In the last few months, Carly Fiorina has steadily attempted to stake out a position as a unique conservative voice within the Republican field.  This effort has included drawing a contrast between herself and other candidates, such as Jeb Bush, whom she has chided for his support of Common Core on more than one occasion.  On education policy, she has also been critical of the “heavy-handed” methods of “federal bureaucracies,” implying she would support a more decentralized, states-oriented approach.

However, what has seemingly been overlooked is that Fiorina has not always been so skeptical of federal education programs.  As Alyson Klein at Education Week points out, during Fiorina’s 2010 run for U.S. Senate in California, she apparently supported the very programs which helped give us Common Core to begin with.

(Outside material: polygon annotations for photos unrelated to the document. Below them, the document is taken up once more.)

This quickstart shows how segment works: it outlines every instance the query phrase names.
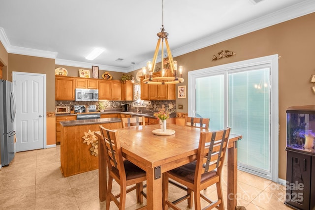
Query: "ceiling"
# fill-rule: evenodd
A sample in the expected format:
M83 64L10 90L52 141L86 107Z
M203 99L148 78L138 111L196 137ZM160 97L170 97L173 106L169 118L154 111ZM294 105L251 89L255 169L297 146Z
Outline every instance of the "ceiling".
M164 26L176 57L314 12L314 1L164 0ZM161 25L162 0L0 0L7 51L57 64L128 72L134 62L140 68L153 57ZM105 51L85 59L94 47Z

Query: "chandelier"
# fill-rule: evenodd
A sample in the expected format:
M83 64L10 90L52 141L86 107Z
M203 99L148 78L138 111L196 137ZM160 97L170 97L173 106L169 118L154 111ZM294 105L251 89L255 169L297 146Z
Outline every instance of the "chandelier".
M178 67L178 69L177 69L177 61L173 60L172 53L169 49L168 42L167 41L168 33L165 31L164 29L163 8L163 0L162 0L162 28L161 29L161 32L158 33L157 34L158 37L158 40L154 52L153 59L152 61L149 61L147 62L146 67L144 66L142 67L142 73L144 75L144 79L142 81L142 82L149 85L170 85L184 82L184 79L182 78L183 67L182 66L180 66ZM164 42L167 53L167 57L166 58L168 59L168 61L169 62L169 67L168 69L164 68L163 65L163 54L164 53ZM153 72L155 69L160 44L161 48L161 75L160 77L154 77L153 76ZM169 75L170 72L168 72L170 70L171 75Z

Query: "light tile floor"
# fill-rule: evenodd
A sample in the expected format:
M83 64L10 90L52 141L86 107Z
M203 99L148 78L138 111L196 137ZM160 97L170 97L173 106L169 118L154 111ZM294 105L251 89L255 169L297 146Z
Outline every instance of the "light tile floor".
M0 210L105 209L105 202L98 199L98 170L63 178L60 167L60 146L17 152L10 166L0 170ZM224 166L224 198L227 196L226 171ZM238 205L249 210L291 209L284 204L284 186L240 171L238 178ZM171 185L169 188L170 200L183 193ZM119 191L117 184L113 190ZM216 199L215 186L204 193ZM135 200L134 191L127 194L126 210L141 206ZM226 208L226 199L224 201ZM180 205L182 209L188 209L186 202ZM113 202L110 209L118 209Z

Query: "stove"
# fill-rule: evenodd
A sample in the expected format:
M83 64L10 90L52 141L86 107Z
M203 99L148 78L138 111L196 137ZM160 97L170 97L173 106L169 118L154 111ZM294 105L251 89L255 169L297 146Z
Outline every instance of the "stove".
M75 105L74 113L77 114L77 120L99 119L100 113L96 112L96 105L90 105L86 108L84 105Z

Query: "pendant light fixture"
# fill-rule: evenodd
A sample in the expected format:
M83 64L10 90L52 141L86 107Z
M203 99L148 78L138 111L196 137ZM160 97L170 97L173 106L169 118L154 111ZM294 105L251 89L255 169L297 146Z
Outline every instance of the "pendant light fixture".
M173 60L173 57L172 56L172 53L171 50L169 49L169 46L168 45L168 42L167 41L167 36L168 36L168 33L165 31L164 29L164 1L162 0L162 28L161 29L161 32L158 33L157 34L158 37L158 44L157 44L157 47L154 53L154 56L153 56L153 61L149 61L147 62L147 66L142 67L142 73L144 75L144 79L142 81L142 82L149 85L165 85L165 84L175 84L184 82L184 79L182 78L183 74L183 67L182 66L180 66L177 69L177 61L176 60ZM164 68L164 59L163 58L163 54L164 53L164 43L165 41L165 46L166 47L166 51L167 53L167 59L168 61L169 62L169 67L168 69L165 69ZM156 64L157 62L157 59L158 58L158 50L159 48L159 45L161 44L161 76L153 77L153 74L154 71ZM167 70L171 71L171 76L167 76L169 74L169 72L167 72Z
M130 81L130 82L131 84L134 84L134 77L133 76L133 64L134 64L134 62L132 62L131 63L132 63L132 79Z

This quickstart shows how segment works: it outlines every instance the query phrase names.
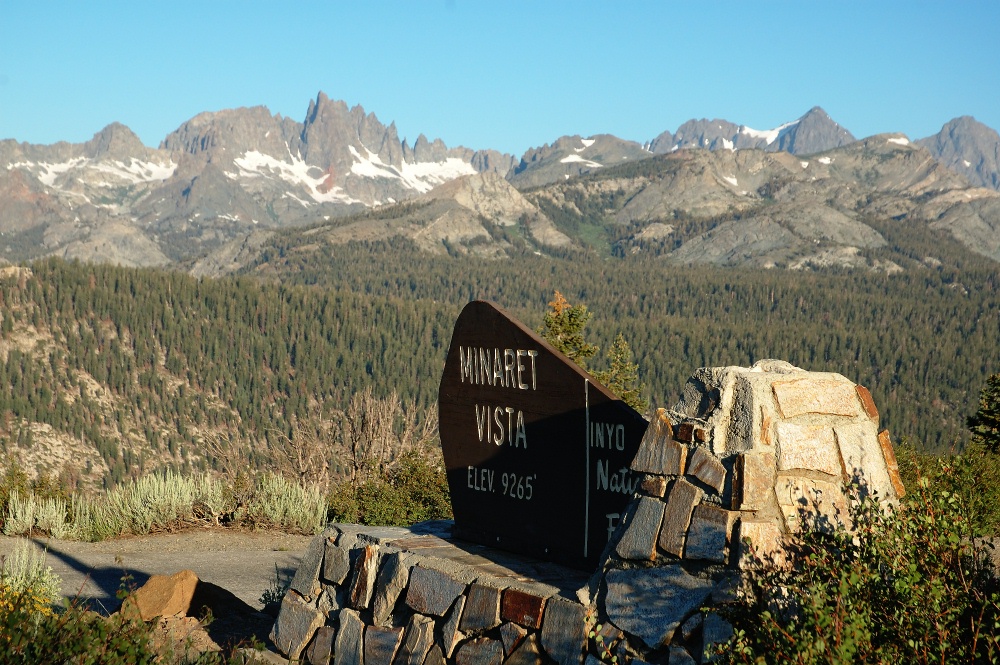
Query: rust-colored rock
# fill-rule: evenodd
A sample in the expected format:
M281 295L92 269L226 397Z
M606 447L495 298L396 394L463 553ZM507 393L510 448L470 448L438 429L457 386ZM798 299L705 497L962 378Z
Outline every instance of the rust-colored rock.
M667 491L667 479L663 476L649 476L643 479L640 487L646 495L660 498Z
M875 400L872 399L872 394L864 386L854 386L854 390L858 393L858 399L861 400L861 408L865 410L865 415L872 420L878 421L878 409L875 408Z
M518 589L506 589L500 603L500 618L537 630L542 625L545 599Z
M153 575L129 596L129 603L139 611L143 621L154 617L185 616L197 586L198 576L191 570L173 575Z
M684 553L684 538L691 524L691 513L700 501L701 490L683 478L670 488L658 540L661 550L677 557Z
M698 446L691 454L687 475L694 476L720 494L726 485L726 468L704 446Z
M884 429L878 433L878 444L882 447L892 488L896 490L896 496L901 497L906 493L906 488L903 487L903 479L899 476L899 463L896 461L896 452L892 449L892 441L889 440L889 430Z
M681 423L677 426L677 440L684 443L694 441L694 425L691 423Z

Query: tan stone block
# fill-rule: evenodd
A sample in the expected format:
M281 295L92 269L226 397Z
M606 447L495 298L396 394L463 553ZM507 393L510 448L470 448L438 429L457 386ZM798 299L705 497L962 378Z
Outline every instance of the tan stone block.
M615 546L615 552L623 559L654 560L662 522L663 502L648 496L641 497L625 533Z
M691 515L691 527L684 547L685 559L705 559L725 563L739 512L702 503Z
M784 534L773 521L740 519L736 529L740 543L740 567L754 557L764 561L785 561Z
M771 384L781 415L794 418L803 413L830 416L858 415L854 384L847 380L802 378Z
M643 479L640 487L649 496L662 497L667 491L667 479L663 476L649 476Z
M771 433L773 424L771 416L764 412L764 407L760 409L760 442L765 446L774 445L774 435Z
M774 453L749 452L736 456L733 470L733 508L763 510L774 496Z
M704 446L698 446L691 454L687 475L694 476L720 494L726 485L726 467Z
M861 408L865 410L865 415L877 423L878 409L875 408L875 400L872 399L872 394L868 392L867 388L861 385L854 386L854 390L858 393L858 399L861 400Z
M844 477L857 482L863 494L875 493L883 499L893 499L896 492L889 479L874 423L838 425L834 432L844 463Z
M778 470L809 469L840 477L843 467L833 428L778 423Z
M882 448L882 456L885 458L885 466L889 472L892 488L896 490L897 497L902 497L906 494L906 488L903 487L903 479L899 476L899 463L896 461L896 451L892 449L892 441L889 440L889 430L884 429L878 433L878 443Z
M691 423L681 423L677 426L677 440L684 443L694 442L694 425Z
M684 553L684 538L691 524L691 513L701 501L701 490L678 478L667 495L667 508L663 513L658 544L660 549L674 556Z
M632 470L640 473L656 473L663 476L679 476L684 473L687 447L674 440L673 424L666 409L657 409L646 433L639 442L639 450L632 460Z
M839 484L785 476L778 478L774 494L789 531L798 530L803 522L820 529L849 523L847 498Z

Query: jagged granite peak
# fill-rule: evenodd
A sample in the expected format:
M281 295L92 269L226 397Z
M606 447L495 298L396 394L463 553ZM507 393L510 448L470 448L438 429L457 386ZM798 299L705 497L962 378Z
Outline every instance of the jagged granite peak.
M248 151L287 159L289 141L301 131L301 124L272 115L265 106L224 109L199 113L168 134L160 148L206 161L232 162Z
M139 137L120 122L111 123L83 144L83 154L90 159L107 157L124 160L138 158L148 152Z
M611 134L562 136L525 152L507 179L519 188L538 187L651 156L642 144Z
M424 194L429 200L451 200L488 221L501 226L516 224L523 215L534 215L537 208L497 173L486 172L455 178Z
M758 130L728 120L688 120L671 134L663 132L650 142L650 150L664 154L684 148L707 150L759 149L809 155L838 148L855 140L819 106L798 120L774 129Z
M1000 190L1000 134L972 116L953 118L916 143L970 182Z
M853 134L834 122L826 111L814 106L789 125L787 131L779 132L777 150L793 155L812 155L856 140Z

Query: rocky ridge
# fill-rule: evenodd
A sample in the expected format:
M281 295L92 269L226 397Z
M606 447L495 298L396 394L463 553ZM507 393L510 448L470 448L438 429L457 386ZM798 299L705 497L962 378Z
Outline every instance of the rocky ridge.
M262 106L202 113L157 148L117 123L81 144L0 141L0 261L224 274L299 226L502 256L512 233L542 252L586 245L580 222L615 251L678 263L892 271L866 256L885 244L870 218L917 220L998 259L998 174L1000 135L972 118L920 141L855 141L815 107L770 130L691 120L646 144L567 136L516 160L411 145L320 93L302 122Z

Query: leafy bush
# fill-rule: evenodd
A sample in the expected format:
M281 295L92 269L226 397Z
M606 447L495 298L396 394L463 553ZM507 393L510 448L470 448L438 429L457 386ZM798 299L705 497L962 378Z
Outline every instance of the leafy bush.
M898 507L852 492L854 529L801 531L785 560L755 559L725 663L967 663L1000 658L1000 580L963 496L969 473L942 461Z
M334 522L377 526L408 526L452 517L448 478L444 469L417 452L404 454L386 479L342 483L329 499Z
M45 565L45 554L19 540L0 565L0 612L21 607L34 614L50 613L59 600L62 580Z
M1000 452L969 443L960 456L930 455L903 442L896 448L899 473L906 487L926 482L931 492L954 494L983 535L1000 535Z

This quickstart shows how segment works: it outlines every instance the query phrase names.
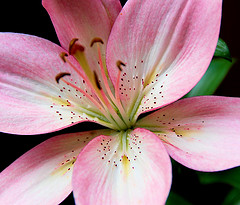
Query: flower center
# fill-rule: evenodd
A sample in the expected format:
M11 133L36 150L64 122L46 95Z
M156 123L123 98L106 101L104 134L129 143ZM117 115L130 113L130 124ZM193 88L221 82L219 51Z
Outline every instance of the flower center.
M125 64L120 60L116 62L118 77L114 86L108 75L105 58L102 57L101 49L103 44L104 42L101 38L94 38L90 44L91 49L97 49L98 70L91 68L88 58L86 57L85 47L80 45L76 38L70 42L68 52L69 55L74 57L78 62L78 66L73 64L67 53L63 52L60 54L61 59L65 63L68 63L79 77L83 79L87 87L94 93L94 96L64 78L65 76L70 76L71 73L61 72L56 75L55 80L57 83L62 81L81 92L92 104L94 104L102 115L104 115L108 123L111 124L111 128L126 130L131 128L133 123L129 120L129 116L126 114L119 96L120 77Z

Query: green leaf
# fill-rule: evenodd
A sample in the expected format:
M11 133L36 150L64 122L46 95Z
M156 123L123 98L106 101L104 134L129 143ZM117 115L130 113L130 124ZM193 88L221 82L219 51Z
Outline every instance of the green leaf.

A one-page education policy brief still available on her Senate campaign website provides the incriminating evidence.  For example, the Fiorina campaign lauded the Obama administration’s Race to the Top program as “put[ting] into place some critically important accountability measures” and “help[ing] improve our education system,” although we now know it in fact used federal funding to encourage states to adopt the Common Core standards.  Under this heading, she also praised the affiliated “internationally benchmarked standards and assessments” (we can only guess what these were) as well as “robust data systems” which have now come under heavy criticism for infringement on student privacy.

Further on in the brief, we also find that Fiorina thought “No Child Left Behind helped us set a high bar for our students…”  Unfortunately, it was poorly designed accountability standards in NCLB which allowed the federal government to coerce states into adopting the Common Core in exchange for the granting of waivers from the requirements.

Hindsight is 20/20, of course, and it is possible Fiorina may have learned from the mistakes of past federal education initiatives.  Nevertheless, with NCLB set to be reauthorized soon and the Common Core fight far from over, it is important that Fiorina clarify in detail her stance on these important issues.  What would the U.S. Department of Education look like under a hypothetical Fiorina administration?  And would she still support Race to the Top and No Child Left Behind today?  If she wishes to truly set herself apart from Jeb Bush and other pro-Common Core candidates, she will need to answer these questions.

Paul Dupont is a legislative assistant for American Principles in Action.